Transcode lots of strings

transcode(<codec type>, data) method is convenient but suboptimal when transcoding a number of objects. This is because the method reallocates a new codec object for every call. Instead, you can use transcode(<codec object>, data) method that reuses the allocated object as follows:

using CodecZstd
strings = ["foo", "bar", "baz"]
codec = ZstdCompressor()
try
    for s in strings
        data = transcode(codec, s)
        # do something...
    end
catch
    rethrow()
finally
    CodecZstd.TranscodingStreams.finalize(codec)
end

Unread data

TranscodingStream supports unread operation, which inserts data into the current reading position. This is useful when you want to peek from the stream.
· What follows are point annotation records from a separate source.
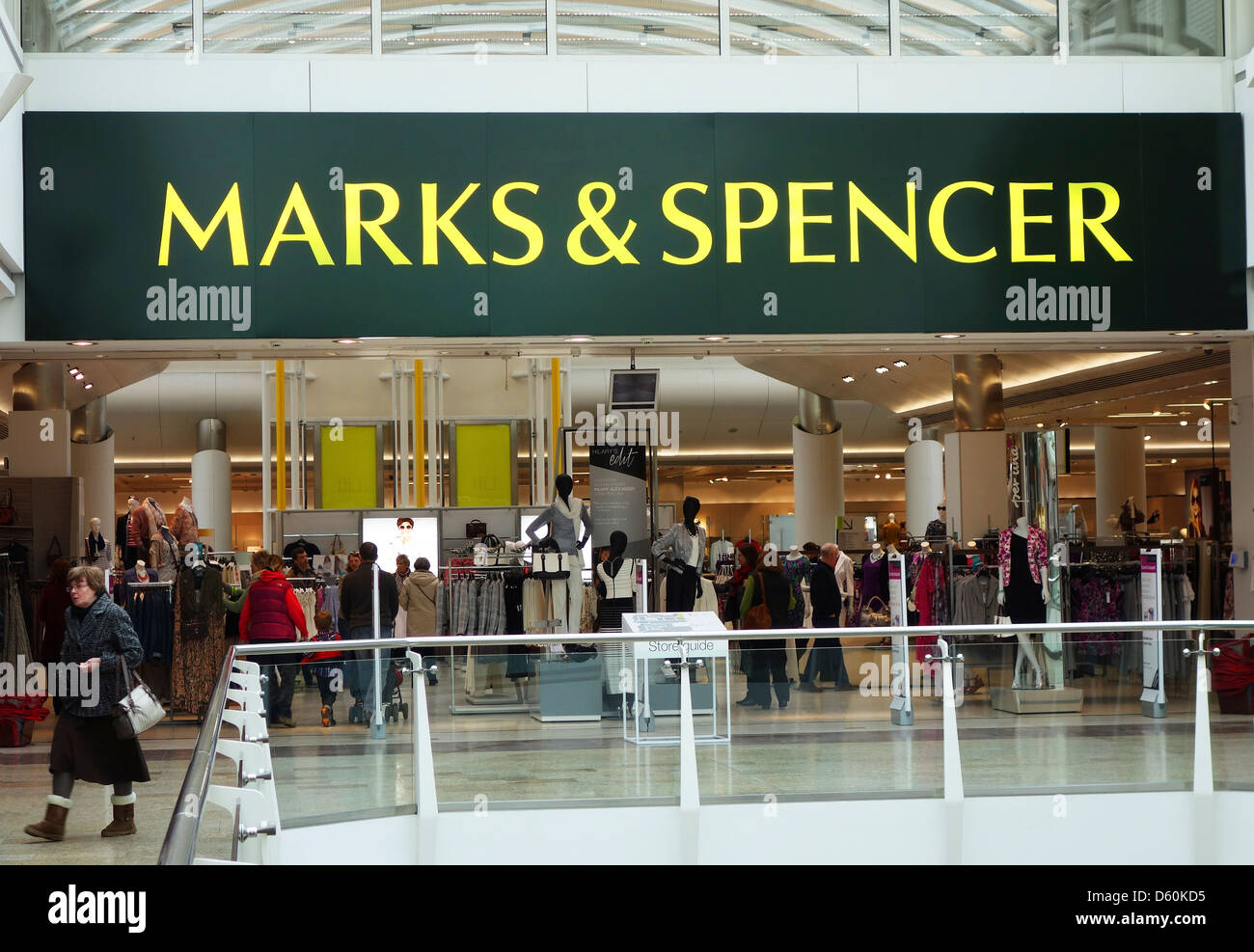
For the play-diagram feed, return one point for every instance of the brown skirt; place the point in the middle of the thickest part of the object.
(89, 748)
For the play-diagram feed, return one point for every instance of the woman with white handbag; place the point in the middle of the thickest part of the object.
(87, 743)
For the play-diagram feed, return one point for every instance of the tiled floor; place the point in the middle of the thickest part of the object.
(823, 744)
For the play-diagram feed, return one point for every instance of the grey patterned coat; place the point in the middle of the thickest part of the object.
(103, 634)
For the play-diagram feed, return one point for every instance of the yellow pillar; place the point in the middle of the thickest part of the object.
(281, 433)
(556, 416)
(419, 437)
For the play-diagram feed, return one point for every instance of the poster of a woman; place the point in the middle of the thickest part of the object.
(1196, 510)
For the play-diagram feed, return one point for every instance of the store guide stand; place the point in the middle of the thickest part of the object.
(689, 636)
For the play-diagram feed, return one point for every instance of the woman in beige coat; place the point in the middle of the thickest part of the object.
(418, 602)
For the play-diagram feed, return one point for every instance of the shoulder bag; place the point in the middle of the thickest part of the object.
(874, 613)
(759, 616)
(138, 710)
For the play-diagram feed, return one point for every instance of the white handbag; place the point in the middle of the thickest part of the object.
(139, 709)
TranscodingStreams.unread and TranscodingStreams.unsafe_unread functions are provided:

using TranscodingStreams
stream = NoopStream(open("data.txt"))
data1 = read(stream, 8)
TranscodingStreams.unread(stream, data1)
data2 = read(stream, 8)
@assert data1 == data2

The unread operaion is different from the write operation in that the unreaded data are not written to the wrapped stream. The unreaded data are stored in the internal buffer of a transcoding stream.

Unfortunately, unwrite operation is not provided because there is no way to cancel write operations that are already commited to the wrapped stream.